The U.S. Department of Health and Human Services has released new treatment guidelines for adults and adolescents, and these contain some important changes. Key among these is a major shakeup in the "Recommended Regimen Options" for initial therapy.
|Efavirenz/TDF/FTC (Atripla) has been removed from the "Recommended" list and now is designated as an "Alternative Regimen Option"--this is owing to higher rates of adverse effects and tolerability issues (particularly CNS toxicity) seen in recent comparative trials (see previous articles on studies comparing efavirenz with regimens containing dolutegravir and elvitegravir/cobicistat as well as the possible association of efavirenz with suicidality).|
|Atazanavir/ritonavir/TDF/FTC also has been moved to the "Alternative" list, because of the higher rates of adverse effects compared with RAL or DRV/r in the ACTG 5257 study.|
|The combinations that previously were "Recommended Regimens" for patients with baseline HIV RNA <100,000 copies/mL have been demoted to other categories.|
Other changes include the addition of certain regimens containing cobicistat-boosted ATV and DRV in "Alternative" and "Other" categories, and the inclusion in the "Other" list of two regimens that contain one or no NRTIs, and are suggested (based on few data) for use when TDF or ABC cannot be used.

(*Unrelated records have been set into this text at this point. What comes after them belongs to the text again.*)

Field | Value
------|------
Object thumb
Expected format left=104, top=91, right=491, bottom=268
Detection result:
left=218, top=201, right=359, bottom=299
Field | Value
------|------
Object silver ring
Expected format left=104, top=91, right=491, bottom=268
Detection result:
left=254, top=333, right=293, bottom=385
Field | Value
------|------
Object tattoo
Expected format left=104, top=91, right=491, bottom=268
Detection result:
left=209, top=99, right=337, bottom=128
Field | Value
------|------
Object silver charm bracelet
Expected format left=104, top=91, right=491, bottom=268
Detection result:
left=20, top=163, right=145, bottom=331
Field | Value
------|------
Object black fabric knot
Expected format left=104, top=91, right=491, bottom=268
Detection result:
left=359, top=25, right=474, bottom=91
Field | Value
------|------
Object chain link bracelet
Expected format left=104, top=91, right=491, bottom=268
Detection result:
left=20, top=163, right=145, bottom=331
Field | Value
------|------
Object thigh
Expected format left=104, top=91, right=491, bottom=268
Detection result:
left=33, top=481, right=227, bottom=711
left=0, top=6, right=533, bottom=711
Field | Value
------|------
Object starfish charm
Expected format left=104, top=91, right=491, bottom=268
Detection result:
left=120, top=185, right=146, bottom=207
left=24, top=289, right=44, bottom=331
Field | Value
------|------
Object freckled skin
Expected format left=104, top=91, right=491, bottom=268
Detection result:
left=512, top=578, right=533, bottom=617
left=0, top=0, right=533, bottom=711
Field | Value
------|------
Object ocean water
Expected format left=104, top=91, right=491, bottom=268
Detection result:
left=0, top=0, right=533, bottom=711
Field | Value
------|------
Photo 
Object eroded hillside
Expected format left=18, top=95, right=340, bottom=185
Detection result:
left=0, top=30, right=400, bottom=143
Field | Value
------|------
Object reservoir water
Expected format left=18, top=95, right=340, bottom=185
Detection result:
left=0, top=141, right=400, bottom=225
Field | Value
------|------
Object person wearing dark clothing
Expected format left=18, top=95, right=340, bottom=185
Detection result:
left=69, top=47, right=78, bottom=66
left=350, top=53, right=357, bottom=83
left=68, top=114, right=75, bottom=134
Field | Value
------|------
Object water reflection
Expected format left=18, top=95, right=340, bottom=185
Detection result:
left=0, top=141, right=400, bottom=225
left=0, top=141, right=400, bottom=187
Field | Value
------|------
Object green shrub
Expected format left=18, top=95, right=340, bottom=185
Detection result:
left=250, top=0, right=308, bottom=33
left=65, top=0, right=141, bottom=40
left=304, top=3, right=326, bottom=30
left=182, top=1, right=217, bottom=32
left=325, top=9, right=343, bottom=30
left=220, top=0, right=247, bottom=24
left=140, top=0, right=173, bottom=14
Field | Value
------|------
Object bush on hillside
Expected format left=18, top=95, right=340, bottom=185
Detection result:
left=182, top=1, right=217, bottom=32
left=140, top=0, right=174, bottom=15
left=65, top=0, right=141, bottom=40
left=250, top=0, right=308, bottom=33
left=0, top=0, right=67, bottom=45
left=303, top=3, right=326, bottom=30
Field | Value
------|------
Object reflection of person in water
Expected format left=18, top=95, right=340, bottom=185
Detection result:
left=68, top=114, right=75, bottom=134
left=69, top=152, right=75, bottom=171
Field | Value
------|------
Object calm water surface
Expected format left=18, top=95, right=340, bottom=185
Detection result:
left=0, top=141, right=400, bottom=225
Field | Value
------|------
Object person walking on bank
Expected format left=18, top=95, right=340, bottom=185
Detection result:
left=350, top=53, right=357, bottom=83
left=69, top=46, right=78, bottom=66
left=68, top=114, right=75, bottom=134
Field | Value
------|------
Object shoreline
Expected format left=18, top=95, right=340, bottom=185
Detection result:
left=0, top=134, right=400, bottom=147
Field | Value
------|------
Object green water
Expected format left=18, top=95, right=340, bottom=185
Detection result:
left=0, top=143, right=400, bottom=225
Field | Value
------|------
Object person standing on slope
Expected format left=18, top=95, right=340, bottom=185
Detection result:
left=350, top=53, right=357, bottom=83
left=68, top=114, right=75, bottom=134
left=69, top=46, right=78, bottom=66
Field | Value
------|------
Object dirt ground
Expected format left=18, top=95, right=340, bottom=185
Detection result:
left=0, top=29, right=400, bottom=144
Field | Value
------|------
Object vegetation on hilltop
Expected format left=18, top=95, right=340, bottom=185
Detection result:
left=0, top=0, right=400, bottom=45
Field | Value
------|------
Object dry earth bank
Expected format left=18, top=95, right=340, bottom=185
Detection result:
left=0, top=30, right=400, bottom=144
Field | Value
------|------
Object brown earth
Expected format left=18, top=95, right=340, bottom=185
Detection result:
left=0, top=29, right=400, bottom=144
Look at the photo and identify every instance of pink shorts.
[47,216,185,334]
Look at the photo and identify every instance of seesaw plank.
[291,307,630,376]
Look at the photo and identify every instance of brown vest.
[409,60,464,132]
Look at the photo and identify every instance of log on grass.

Of course, as in previous years, the panel states that "Alternative" or "Other" regimens may be indicated for specific patients, and a new table (Table 7) offers guidance on ARV selection in different clinical situations.
Clinical Bottom Line
The DHHS Guidelines list of "Recommended" regimens now includes 4 integrase inhibitor-containing regimens and 1 boosted-PI regimen. Remarkably, these guidelines mark not only the demotion of Atripla from its long-held position as a gold-standard regimen, but also the elimination of NNRTI-containing "Recommended" first-line regimens altogether. Additionally, the Guidelines recognize DRV/r as the only PI in a "Recommended" regimen. These are important changes, and ones made possible by the excellent efficacy and tolerability of newer anchor drugs, especially the integrase inhibitors.
While other ARVs and other regimens clearly will continue to be important for some patients, these guidelines will promote the use of regimens that generally are both effective and better tolerated than others, and (though it is not their intention) will provoke thought about our standards for changing ART in patients who are doing well on other regimens.